The bacterial strains and plasmids
used in this work are listed in Table 1.
DNA manipulations.
Preparation of plasmids DNA, endonuclease
digestion, ligation, and transformation were carried out essentially as
described by Sambrook et al. (21).
Construction of nifLA promoter mutants.
Initially, the E. cloacae nifLA promoter (Fig.
1) was cloned in vector M13mp19. The
resultant clone is referred to as M13mp19-nifLAp. The
M13mp19-nifLAp DNA was digested with BglI and
HpaI, filled in with Klenow polymerase, and ligated to yield
M13mp19-nifLAp-D, where the FNR site consensus sequence
upstream of the nifLA promoter was deleted. Promoter mutant
clones M13mp19-nifLAp-m1 and M13mp19-nifLAp-m2, with a mutation in the FNR site consensus sequence, were constructed by
oligonucleotide-mediated mutagenesis as described by Sambrook et al.

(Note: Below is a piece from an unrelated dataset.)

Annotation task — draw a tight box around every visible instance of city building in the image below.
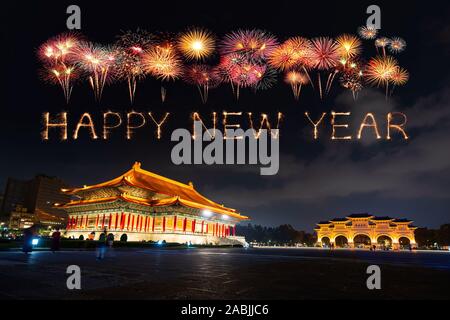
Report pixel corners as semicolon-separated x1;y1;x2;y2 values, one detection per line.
0;175;70;229
57;163;248;245
314;213;417;249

using a 0.5-kb BamHI-to-HindIII fragment of
the nifLA promoter region carried in
M13mp19-nifLAp as a target (21). A 26-mer mutant
primer (5'AACAGGCGTTAACAGGGCCCAGATCG3') complementary to bases 
63 to 38 with the four most conserved bases mismatched with
respect to the FNR consensus was synthesized and used to construct
M13mp19-nifLAp-m1. Another 24-mer mutant primer
(5'ACAGGCGTTAACATCGATCCAGAT3') complementary to bases 62
to 39 with one most conserved base mismatched was synthesized and
used to construct M13mp19-nifLAp-m2. The 26-mer primer and
the 24-mer primer create a unique restriction ApaI or
ClaI endonuclease site in each case. It can be used to screen the desired mutants.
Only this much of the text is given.